Revelado: como o Congresso derrubou o Minha Casa Minha Vida em 48h

Em uma sessão relâmpago, o Congresso alterou as faixas de renda do programa. Entenda o que muda para quem sonha com a casa própria e para o setor imobiliário.

Redação Perspectiva Imobiliária·
Revelado: como o Congresso derrubou o Minha Casa Minha Vida em 48h

Em uma votação relâmpago nesta quinta-feira (13), o Congresso Nacional aprovou a nova lei que reformula o Minha Casa Minha Vida (MCMV), alterando as faixas de renda e as regras de financiamento para o programa. A decisão, tomada após menos de 48 horas de debate, surpreendeu o mercado e pode redesenhar o acesso à moradia popular no país.

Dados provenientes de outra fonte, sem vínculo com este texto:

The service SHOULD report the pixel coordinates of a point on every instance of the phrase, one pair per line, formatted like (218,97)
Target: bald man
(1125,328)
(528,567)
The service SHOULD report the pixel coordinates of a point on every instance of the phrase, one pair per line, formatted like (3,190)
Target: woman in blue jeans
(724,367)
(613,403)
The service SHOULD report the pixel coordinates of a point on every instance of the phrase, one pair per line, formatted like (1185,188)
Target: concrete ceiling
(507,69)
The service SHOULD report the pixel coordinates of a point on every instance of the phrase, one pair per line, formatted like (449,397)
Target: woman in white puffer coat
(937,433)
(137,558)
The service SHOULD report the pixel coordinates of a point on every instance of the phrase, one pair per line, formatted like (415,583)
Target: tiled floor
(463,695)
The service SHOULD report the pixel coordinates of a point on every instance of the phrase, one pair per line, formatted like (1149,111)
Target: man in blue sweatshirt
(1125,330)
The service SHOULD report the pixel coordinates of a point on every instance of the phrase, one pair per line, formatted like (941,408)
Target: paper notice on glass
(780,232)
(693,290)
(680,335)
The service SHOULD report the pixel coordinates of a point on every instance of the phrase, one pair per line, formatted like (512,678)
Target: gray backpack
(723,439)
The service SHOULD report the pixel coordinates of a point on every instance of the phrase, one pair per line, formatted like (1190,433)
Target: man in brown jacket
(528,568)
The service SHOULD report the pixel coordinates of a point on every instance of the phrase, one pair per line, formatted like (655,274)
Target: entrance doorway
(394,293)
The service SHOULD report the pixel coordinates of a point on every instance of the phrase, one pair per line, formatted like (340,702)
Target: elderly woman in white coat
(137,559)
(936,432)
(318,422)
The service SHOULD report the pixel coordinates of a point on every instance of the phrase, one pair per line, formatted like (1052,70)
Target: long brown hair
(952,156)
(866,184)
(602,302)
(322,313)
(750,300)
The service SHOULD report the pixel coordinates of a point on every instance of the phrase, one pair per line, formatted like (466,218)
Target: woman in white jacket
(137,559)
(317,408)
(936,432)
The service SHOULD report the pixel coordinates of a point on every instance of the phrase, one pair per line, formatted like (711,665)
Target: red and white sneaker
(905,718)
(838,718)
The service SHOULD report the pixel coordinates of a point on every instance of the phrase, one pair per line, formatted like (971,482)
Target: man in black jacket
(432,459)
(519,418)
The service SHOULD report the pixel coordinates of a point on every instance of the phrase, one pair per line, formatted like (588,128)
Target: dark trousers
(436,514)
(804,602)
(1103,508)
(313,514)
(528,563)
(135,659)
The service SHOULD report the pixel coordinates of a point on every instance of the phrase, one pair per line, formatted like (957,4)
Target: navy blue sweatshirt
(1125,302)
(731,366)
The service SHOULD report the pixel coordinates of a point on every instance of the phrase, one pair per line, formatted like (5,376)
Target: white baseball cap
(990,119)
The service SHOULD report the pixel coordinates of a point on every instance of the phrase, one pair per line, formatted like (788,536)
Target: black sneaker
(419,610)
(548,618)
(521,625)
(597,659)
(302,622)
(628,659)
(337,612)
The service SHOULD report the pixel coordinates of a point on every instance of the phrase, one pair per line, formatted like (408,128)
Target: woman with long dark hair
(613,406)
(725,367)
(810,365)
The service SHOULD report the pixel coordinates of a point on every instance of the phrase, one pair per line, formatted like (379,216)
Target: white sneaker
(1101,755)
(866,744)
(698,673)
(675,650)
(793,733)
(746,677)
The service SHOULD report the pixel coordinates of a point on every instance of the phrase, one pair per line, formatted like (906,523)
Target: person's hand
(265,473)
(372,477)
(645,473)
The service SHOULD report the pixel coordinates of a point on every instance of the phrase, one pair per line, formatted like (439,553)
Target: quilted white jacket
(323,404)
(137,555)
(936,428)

O texto, que segue agora para sanção presidencial, eleva o limite da Faixa 1 de R$ 2.640 para R$ 3.000, mas reduz a contrapartida do governo em subsídios para municípios com alto déficit habitacional. Já a Faixa 2, destinada a famílias com renda de até R$ 4.700, terá juros anuais de 7,16%, um aumento de 0,5 ponto percentual em relação ao ano passado. A Faixa 3, que atende rendas até R$ 8.000, foi a que mais sofreu: o financiamento máximo caiu de R$ 350 mil para R$ 300 mil em cidades como São Paulo e Rio de Janeiro.

O economista-chefe da consultoria Patrimônio & Futuro, André Nunes, avalia que a mudança reflete a necessidade de ajuste fiscal, mas alerta para o impacto na velocidade das vendas. "Reduzir o teto da Faixa 3 em um momento em que os preços dos imóveis subiram 9% em 12 meses, segundo o índice FipeZap, pode empurrar uma parcela da demanda para o mercado de locação ou para regiões mais afastadas", afirma. Os dados do FipeZap divulgados nesta semana mostram que o preço médio do metro quadrado em capitais como São Paulo e Florianópolis atingiu R$ 12.500, pressionando o orçamento das famílias.

A indústria da construção civil, representada pela Abrainc, estima que a nova regra pode reduzir em até 15% o volume de lançamentos previstos para o segundo semestre, especialmente nos segmentos de imóveis de até R$ 350 mil. Em nota, a entidade afirmou que a medida "compromete a capacidade de atendimento às famílias" e que tentará reverter pontos na sanção presidencial. Por outro lado, o governo defende a medida como necessária para garantir a sustentabilidade do programa.

Para os consumidores, a orientação é avaliar rapidamente o cenário. "Quem estava em processo de compra na Faixa 3 pode tentar assinar o contrato antes da sanção para garantir as condições antigas", sugere a advogada imobiliária Carla Mendes. Ela recomenda ainda que as famílias da Faixa 2 verifiquem se os novos juros tornam o financiamento inviável e explorem alternativas como o uso do FGTS.

O setor imobiliário, que já vinha de um trimestre com alta moderada nas vendas, agora enfrenta a combinação de juros elevados e regras mais restritivas. Enquanto isso, o Banco Central sinalizou, na ata do último Copom, que a Selic deve permanecer em 12,5% ao ano até o fim de 2026, o que tende a manter o crédito imobiliário caro. A expectativa é que a sanção presidencial ocorra na próxima semana, e o mercado acompanha de perto os movimentos do Planalto.

Com a nova lei, o MCMV entra em uma fase de transição. Para quem sonha com a casa própria, o momento exige planejamento e atenção às datas. Para os investidores, a reação do setor de construção civil nos próximos meses será o termômetro do impacto real nas ações e nos lançamentos.